Roubini’nin, dünya iktisadı için “Kaçınılmaz Çöküş” öngörüsü

FreeDoom

New member
Yazar – Alessandro Albano

Investing.com – Tanınmış bir ekonomist olan ve hala New York Üniversitesi Stern School of Business’ta iktisat profesörü olarak nazaranv yapan Nouriel Roubini, global iktisat ve finans piyasalarının durumuna ait karamsar iddialarıyla bilinir. Lakin Project Syndicate’teki bu yazısı daha da ileri giderek “Kaçınılmaz Çöküş”, yani globalleşmiş dünyanın birkaç ay ortasında karşılaşacağı ve merkez bankalarının bile karşı koyamayacağı kaçınılmaz çöküş başlığını taşıyor.

“seneler süren çok genişlemeci maliye, para ve kredi siyasetleri ve büyük negatif arz şoklarının başlamasının akabinde stagflasyonist baskılar, artık devasa bir kamu ve özel bölüm borç dağını sıkıştırıyor.” diye yazan ekonomist, “Tüm ekonomik krizlerin anası yaklaşıyor ve siyasetçilerin bu mevzuda yapabileceği pek bir şey olmayacak.” ihtarında bulunuyor.

Roubini bu görüşünü savunmak için “şaşırtıcı” olarak nitelendirdiği borç bilgilerine dikkat çekiyor. Roubini şu biçimde diyor:

“Küresel olarak toplam özel ve kamu bölümü borcunun GSYİH’ye oranı, 1999’da %200 iken 2021’de %350’ye yükseldi. Bu oran şu anda gelişmiş ekonomilerde %420, Çin’de ise %330’dur. Amerika Birleşik Devletleri’nde ise bu %420 ile Büyük Buhran devrinde ve İkinci Dünya Savaşı daha sonrasında görülenden daha yüksek.”

Makaleye nazaran bu çok borçlanma uzun vakittir devam ediyor ve düşük faizler, 2008 krizi ve COVID-19’la geçen iki yıl boyunca “hanehalkları, şirketler, bankalar, gölge bankalar, hükümetler ve hatta tüm ülkeler” üzere “iflas etmiş zombileri” ayakta tuttu.

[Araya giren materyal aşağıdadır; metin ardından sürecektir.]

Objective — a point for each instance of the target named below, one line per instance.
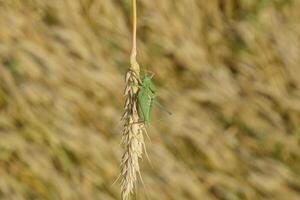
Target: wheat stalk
(132, 138)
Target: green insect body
(146, 98)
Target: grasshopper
(146, 99)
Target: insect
(146, 99)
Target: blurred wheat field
(228, 70)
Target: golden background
(227, 70)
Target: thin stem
(134, 22)
(134, 64)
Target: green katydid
(146, 99)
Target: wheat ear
(132, 136)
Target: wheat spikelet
(132, 139)
(132, 136)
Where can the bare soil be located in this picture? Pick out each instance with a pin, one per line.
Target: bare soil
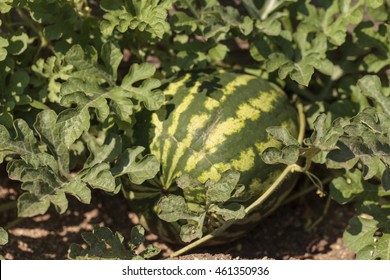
(283, 235)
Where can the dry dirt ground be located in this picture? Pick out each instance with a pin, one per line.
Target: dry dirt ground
(283, 235)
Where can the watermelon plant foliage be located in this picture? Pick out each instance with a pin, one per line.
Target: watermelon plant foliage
(76, 77)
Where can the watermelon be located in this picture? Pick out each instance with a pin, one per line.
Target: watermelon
(211, 123)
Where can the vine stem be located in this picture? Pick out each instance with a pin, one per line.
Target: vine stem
(7, 206)
(289, 169)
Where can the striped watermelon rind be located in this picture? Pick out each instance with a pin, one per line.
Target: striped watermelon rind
(214, 122)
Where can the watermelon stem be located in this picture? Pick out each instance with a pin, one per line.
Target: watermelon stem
(289, 169)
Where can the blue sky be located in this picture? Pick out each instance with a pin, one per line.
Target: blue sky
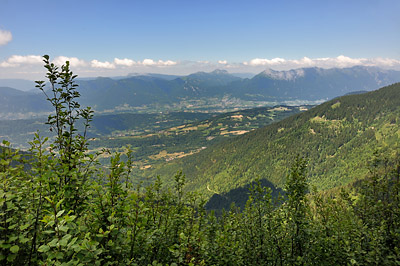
(119, 37)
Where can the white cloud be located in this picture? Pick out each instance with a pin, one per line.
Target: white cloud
(340, 61)
(73, 61)
(5, 37)
(151, 62)
(124, 62)
(98, 64)
(17, 60)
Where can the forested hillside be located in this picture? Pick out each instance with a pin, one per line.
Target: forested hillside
(337, 137)
(214, 91)
(58, 207)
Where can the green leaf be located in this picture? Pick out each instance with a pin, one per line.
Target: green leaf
(14, 249)
(43, 248)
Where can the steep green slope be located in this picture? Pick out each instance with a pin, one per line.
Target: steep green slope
(338, 137)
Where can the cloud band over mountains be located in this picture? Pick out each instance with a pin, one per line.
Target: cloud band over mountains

Ancak artık birebir çok genişlemeci maliye, para ve kredi siyasetleri tarafınca alevlenen enflasyon, Roubini’nin açıkça yazdığı üzere bu finansal “Ölülerin Şafağı’nı” bitirdi. Merkez bankalarının faiz oranlarını yükseltmek zorunda kalmasıyla, “zombiler borç servisi maliyetlerinde sert artışlar görüyor.”

Enflasyon hem de hanehalkının gerçek gelirini aşındırdığı ve gayrimenkul ve finansal varlıklar üzere varlıklarının pahasını düşürdüğü için bu radikal değişim “üçlü bir darbe” manasına geliyor. “Aynı şey kırılgan ve çok kaldıraçlı şirketler, finans kurumları ve hükümetler için de geçerli: Tıpkı anda önemli biçimde artan borçlanma maliyetleri, düşen gelir ve hasılatlar ve azalan varlık bedelleri ile karşı karşıya.”

Yukarıda bahsedilen krizlerin tersine çok genişlemeci siyasetler, enflasyon ateşini daha da alevlendireceği için artık uygulanamaz ve ekonomist, bunun derin ve uzun müddetli bir resesyonun yanı sıra önemli bir mali kriz manasına geldiğine dikkat çekiyor.

Makalede “Varlık balonları patladıkça borç ödeme oranları yükseldikçe ve hanehalkları, şirketler ve hükümetler içinde enflasyona nazaran ayarlanmış gelirler düştükçe ekonomik kriz ve finansal çöküş birbirini besleyecektir.” deniyor.

“Kendi para üniteleriyle borçlanan gelişmiş ekonomiler, uzun vadeli sabit faizli nominal borçlarının gerçek pahasını düşürmek için beklenmedik bir enflasyon dalgasını kullanabilir. Hükümetler açıklarını azaltmak için vergileri artırmaya ya da harcamaları kısmaya isteksiz olduklarından merkez bankası açıklarının parasallaştırılması, bir kere daha en az direnç gösteren yol olarak görülecektir. Lakin herkesi her vakit kandıramazsınız.”

Roubini, Project Syndicate’teki yazısını şu biçimde sonlandırıyor: “Tüm stagflasyonist borç krizlerinin anası ertelenebilir fakat önlenemez.”